Предыдущая глава |
↓ Содержание ↓
↑ Свернуть ↑
|
Пэнси не знает, что такое карма, но подсознательно согласна с фактом ее существования. Иначе как объяснить то, что вторник, наполненный запахом кофейного зерна и теплой Блейзовой кожи, неумолимо, словно расплавленный свинцовый патрон, стекает в распахнутый рот среды?

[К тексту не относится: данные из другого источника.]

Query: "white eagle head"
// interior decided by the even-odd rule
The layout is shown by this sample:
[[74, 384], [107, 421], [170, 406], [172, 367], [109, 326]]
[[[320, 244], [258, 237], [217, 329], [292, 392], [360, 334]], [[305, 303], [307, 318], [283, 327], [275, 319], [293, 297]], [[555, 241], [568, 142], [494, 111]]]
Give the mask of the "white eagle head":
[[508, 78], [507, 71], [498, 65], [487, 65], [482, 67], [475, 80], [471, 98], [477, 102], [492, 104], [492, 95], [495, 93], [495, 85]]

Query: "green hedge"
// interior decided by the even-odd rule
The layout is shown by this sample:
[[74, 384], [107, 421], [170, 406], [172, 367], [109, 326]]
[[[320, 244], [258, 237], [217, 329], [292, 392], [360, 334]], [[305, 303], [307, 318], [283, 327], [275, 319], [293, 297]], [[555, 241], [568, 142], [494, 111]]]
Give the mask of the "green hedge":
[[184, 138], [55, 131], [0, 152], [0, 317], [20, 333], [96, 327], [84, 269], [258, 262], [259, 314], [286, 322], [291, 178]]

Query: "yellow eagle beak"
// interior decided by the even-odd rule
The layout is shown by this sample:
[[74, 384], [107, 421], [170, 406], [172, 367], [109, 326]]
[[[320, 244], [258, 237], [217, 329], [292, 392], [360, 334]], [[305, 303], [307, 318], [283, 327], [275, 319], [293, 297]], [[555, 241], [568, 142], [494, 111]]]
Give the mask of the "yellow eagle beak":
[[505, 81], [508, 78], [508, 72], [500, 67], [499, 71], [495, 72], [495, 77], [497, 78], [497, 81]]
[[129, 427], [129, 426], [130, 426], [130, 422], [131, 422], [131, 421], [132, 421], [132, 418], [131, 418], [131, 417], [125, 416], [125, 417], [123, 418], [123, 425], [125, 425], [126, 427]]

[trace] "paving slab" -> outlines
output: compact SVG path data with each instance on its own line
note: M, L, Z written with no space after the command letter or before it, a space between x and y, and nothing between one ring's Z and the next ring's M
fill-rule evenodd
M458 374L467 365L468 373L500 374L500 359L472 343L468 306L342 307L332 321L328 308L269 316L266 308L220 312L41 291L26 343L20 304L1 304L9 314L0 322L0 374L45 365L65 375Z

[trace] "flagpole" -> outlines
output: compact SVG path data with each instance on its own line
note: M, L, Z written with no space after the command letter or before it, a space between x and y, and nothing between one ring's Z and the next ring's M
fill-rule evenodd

По средам сердце Паркинсон кровит и ноет, и Пэнс, собирая свое отражение в треснутом зеркале, упрямо твердит ему, что линия жизни на ее ладони — длинная, словно конская грива. Прикрывая веки, Пэнси убеждает себя, что три — это еще не закономерность.
Цифра вспыхивает на радужке и взрывается в яркий оранжевый шар.
Три среды.
Три карманные смерти, спрятавшиеся в кулак.
Первая приходит декабрьской ночью девяносто седьмого. У нее костлявые руки и смрадное дыхание старой потаскухи, которая беззвучно смеется расщелиной пепельных губ. Имя потаскухи — Белла, и она, ощерившись, клеймит семнадцатилетнюю Пэнс в тусклой гостиной Малфой-мэнора.
Паркинсон не верит в Бога, но в тот момент явственно видит его глаза. Они плачут.
Вторая смерть выжидает год и накидывается на нее из-за полуразрушенной колонны Большого зала. Северная стена сыплется на голову, и Бэддок подталкивает Пэнси в сторону выхода, отплевываясь от пыли.
— Шевелись, мать твою, шевелись! — орет он, закрывая Паркинсон от обломков.
Он грузный и неповоротливый, но по-братски теплый, и Пэнси молит Салазара, чтобы его свистящее дыхание, бьющее ей в затылок, никогда не остановилось.
Но оно замирает на выдохе. Пэнс чувствует это задолго до того, как может осознать.
— Бэддок?! — она кричит, надрывая связки, чтобы не поворачиваться.
Чтобы не видеть.
Чтобы не позволить себе поверить.
Она надеется, что он ей ответит.
Но Бэддок не может ответить раскроенным надвое черепом, и каменная глыба, предназначавшаяся Пэнси, молчаливо багровеет от его крови.
Паркинсон снова видит божьи глаза — они цвета радужки Малкольма Бэддока, четверокурсника и слизеринца, смотрящего прямо в небо.
Третья смерть наступает в мае. Пэнси двадцать восемь, она сидит на краешке стула в приемной святого Мунго, и ее пальцы, подрагивая от напряжения, мнут легкую ткань мантии.
— Забини, Персефона, — голос колдосестры вспарывает воздух.
— Нельзя ли еще громче? — шипит Пэнс, протискиваясь в кабинет сквозь запахи зелий и цветущей сирени, плеснувшей фиолетовым прямо в окно.
— Забини, Персефона, — повторяет колдосестра, угрожающе глядя на пациентку. — Третий прием, ана…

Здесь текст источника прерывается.